Authorities tightened security in Cairo and other cities after Islamists called for protests against the government of President Abdel Fattah al-Sisi, the former army chief who ousted Islamist president Mohamed Morsi in 2013.
Police spread out in the capital and armoured vehicles were stationed around Cairo's iconic Tahrir Square -- the epicenter of the January 2011 revolt against strongman Hosni Mubarak.
Authorities tightened security in Cairo and other cities after Islamists called for protests against the government of President Abdel Fattah al-Sisi
Sisi toppled Mubarak's successor Morsi in July 2013 and has since led a crackdown on his supporters that has left hundreds dead. Jihadist militants have in turn regularly targeted security forces, killing scores of policemen and soldiers.
Tensions have been running high ahead of the anniversary and officials said a protester was killed in clashes with police in Egypt's second city Alexandria.
Police officials said the protester shot at police during an Islamist demonstration. Police returned fire and killed him, they said, adding that three protesters were wounded in the clash.
Jihadists also set off a bomb in Cairo that wounded two policemen.
The interior ministry said the bomb exploded in eastern Cairo's Alf Maskan neighbourhood, where a similar blast on Friday wounded four policemen and a civilian.
Jihadist group Ajnad Misr (Soldiers of Egypt) claimed both blasts.
Two suspected militants were also killed while planting a bomb in the Nile Delta province of Baheira, the interior ministry said.
On Saturday a female demonstrator was killed in clashes with police during a rare leftwing protest in central Cairo.
Shaima al-Sabbagh, who friends said was 34 and the mother of a five-year-old boy, died of birdshot wounds, a health ministry spokesman said.
Fellow protesters said she was hit by birdshot when police fired to disperse the march. Prosecutors have launched a probe into her death.
An 18-year-old female protester was also killed on Friday in clashes in Alexandria.
'Funeral of the revolution'
Police warned they would "decisively" confront protests on Sunday. Morsi's supporters often hold small rallies that police quickly disperse. Sporadic protests were reported in Cairo, with security officials saying that supporters of Morsi's Muslim Brotherhood torched a police post in the capital.
Egypt's deposed Islamist president Mohamed Morsi waves from inside the defendant’s cage during his trial at the police academy in Cairo on January 8, 2015. An Egyptian court is to deliver a verdict on April 21 in the trial of Morsi and 14 others charged with inciting the killing of protesters, judicial officials said. AFP
The capital's streets were largely deserted, although a few Sisi supporters gathered outside Tahrir Square waving Egyptian flags and chanting "Long Live Egypt!"

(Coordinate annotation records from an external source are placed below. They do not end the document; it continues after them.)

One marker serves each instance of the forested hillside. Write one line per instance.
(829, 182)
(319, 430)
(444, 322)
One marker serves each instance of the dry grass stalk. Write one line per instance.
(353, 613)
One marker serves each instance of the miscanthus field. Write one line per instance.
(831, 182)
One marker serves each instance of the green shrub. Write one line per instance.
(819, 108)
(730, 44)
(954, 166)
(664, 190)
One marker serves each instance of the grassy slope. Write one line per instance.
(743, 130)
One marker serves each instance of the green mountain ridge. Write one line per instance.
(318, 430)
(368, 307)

Plainclothes police were checking identity cards and stopping people from heading to the square.
Security was beefed up elsewhere in Cairo, with machinegun-wielding police deployed on key streets.
"This is the funeral of the (2011) revolution" Mamdouh Hamza, a prominent figure from the anti-Mubarak uprising, told an AFP correspondent in central Cairo.
"The murderer kills, and then joins the funeral procession. Nothing has improved or changed since Sisi took over."
Activists, including those who spearheaded the anti-Mubarak revolt, have accused Sisi of reviving aspects of Mubarak's autocratic rule.
Sisi and his supporters deny such allegations, pointing to his widespread popularity and support in Egypt for a firm hand in dealing with protests, which are seen as threatening economic recovery.
Egypt's President Abdelfattah al-Sisi
Sisi's government has shown zero tolerance for street protests since a law adopted in 2013 banned them without prior government permission. Thousands of activists have been convicted and jailed for violating the law.
The revolt against Mubarak erupted on January 25, 2011, with hundreds of thousands of protesters taking to the streets across Egypt for 18 days until he stepped down.
The anti-Mubarak revolt was fuelled by police abuses and the corruption of the strongman's three-decade rule, but the police have since regained popularity amid widespread yearning for stability.
Since the January 25 uprising which forced Hosni Mubarak out of power after 30 years in office, Egypt has known four presidents, equal to the number of presidents the country has known in six decades - since the 1952 military coup that ended the monarchy.
Under pressure from protesters, Mubarak and his sons were arrested and tried for corruption and conspiring to kill protesters, four years later the charges were dropped.